Hablamos de McMuffins y os cuento mis penas como si fueseis el psicólogo. Nota: Archivo Este texto forma parte de la primera temporada de la newsletter "Vivir del cuento y no mo...

Hablamos de McMuffins y os cuento mis penas como si fueseis el psicólogo.


Nota: Archivo

Este texto forma parte de la primera temporada de la newsletter "Vivir del cuento y no morir en el intento". En diciembre de 2022 Revue, el servicio que alojaba la newsletter, cerró. Lo conservo aquí como archivo histórico.

Mi madre suele reírse diciendo que soy "excesivo en todas mis expresiones".

Dejando de lado el hecho de esto pueda o no acarrearme miles de euros en terapia en un futuro, la realidad es que tiene razón. Soy un poco así. Soy de hacerlo todo a lo bestia, a destiempo y a trompicones. Y a ser posible, autolesionándome por el camino.

Recuerdo una vez que volvíamos de fiesta a una hora intempestiva. Mi cuerpo quebrado por la early-onset resaca, mis pies exhaustos pidiendo clemencia.

Mi estómago clamando venganza en forma de fast food.

El objetivo: McDonalds, abierto 24h. Sí, ya sé que hablo mucho del McDonalds aquí.
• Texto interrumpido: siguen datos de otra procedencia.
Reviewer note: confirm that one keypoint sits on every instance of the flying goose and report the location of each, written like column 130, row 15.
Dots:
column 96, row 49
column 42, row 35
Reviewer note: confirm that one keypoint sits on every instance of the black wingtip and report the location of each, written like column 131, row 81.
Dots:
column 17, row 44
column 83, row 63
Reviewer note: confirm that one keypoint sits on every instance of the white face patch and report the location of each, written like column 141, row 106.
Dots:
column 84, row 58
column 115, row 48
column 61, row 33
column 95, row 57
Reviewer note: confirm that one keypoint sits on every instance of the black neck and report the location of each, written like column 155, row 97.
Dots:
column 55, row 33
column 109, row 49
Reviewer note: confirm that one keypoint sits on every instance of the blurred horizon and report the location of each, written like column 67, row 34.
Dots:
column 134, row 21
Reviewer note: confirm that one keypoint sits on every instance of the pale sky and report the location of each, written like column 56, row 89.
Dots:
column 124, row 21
Es que el tío Ronald y yo venimos de lejos.

He cagado mucho sésamo, podríamos decir.

Volviendo al anécdota, llamé a mis pies a orden y marchamos la larga noche hasta el McDonalds cerca de la estación, donde más tarde cogeríamos el tren hacia casa.

Estaba cerrado. No era 24h. Faltaba una hora para abrir. Horror.

Convencido de estacarme un buen trozo de sucedáneo de vaca resolví esperar pacientemente. Los minutos eran lentos y la ansia por saborear ketchup y pepinillos crecía sin límite.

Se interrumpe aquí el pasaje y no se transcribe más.